Grind size also mat­tered. Finer grounds al­lowed us to ex­tract flavour more rapidly. Finally, we tested how long the ul­tra­sound should be ap­plied. We found the sweet spot was about two-and-a-half to three min­utes.

The taste test

Of course, mak­ing a con­cen­trated cof­fee in the lab­o­ra­tory is one thing. The real test is whether peo­ple want to drink it.

So we ran a blind eval­u­a­tion with around 100 reg­u­lar cof­fee drinkers. They were not trained judges; they were every­day con­sumers who drink cof­fee at least once a week.

We served them four cof­fees in iden­ti­cal cups: tra­di­tional espresso, ul­tra­sound-brewed espresso, tra­di­tional fil­ter cof­fee and ul­tra­sound-brewed fil­ter cof­fee. All were freshly pre­pared, cooled to the same tem­per­a­ture and pre­sented in ran­dom or­der.
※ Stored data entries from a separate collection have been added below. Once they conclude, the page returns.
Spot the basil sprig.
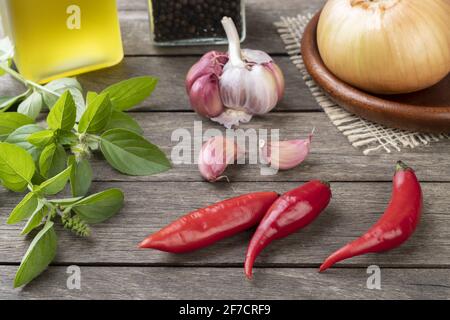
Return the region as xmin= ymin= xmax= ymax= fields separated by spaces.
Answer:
xmin=0 ymin=40 xmax=171 ymax=287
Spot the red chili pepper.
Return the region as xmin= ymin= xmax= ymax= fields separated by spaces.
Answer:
xmin=139 ymin=192 xmax=279 ymax=253
xmin=319 ymin=161 xmax=422 ymax=272
xmin=244 ymin=181 xmax=332 ymax=279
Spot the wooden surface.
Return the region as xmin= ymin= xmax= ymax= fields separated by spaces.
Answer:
xmin=1 ymin=0 xmax=449 ymax=300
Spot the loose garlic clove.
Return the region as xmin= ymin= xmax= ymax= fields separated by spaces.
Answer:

For the espresso sam­ples, par­tic­i­pants could not re­li­ably tell the tra­di­tional and ul­tra­sonic ver­sions apart. There were no sig­nif­i­cant dif­fer­ences in aroma, flavour, bit­ter­ness or over­all lik­ing. For fil­ter cof­fee, the ul­tra­sound ver­sion was ac­tu­ally pre­ferred over­all, with par­tic­i­pants rat­ing its bit­ter­ness more pleas­antly.

Those re­sults show espresso may not need to be­gin with hot wa­ter af­ter all. By us­ing sound waves to shake the cof­fee grounds, we were able to cre­ate the same rich­ness, body and in­ten­sity, but with far less en­ergy.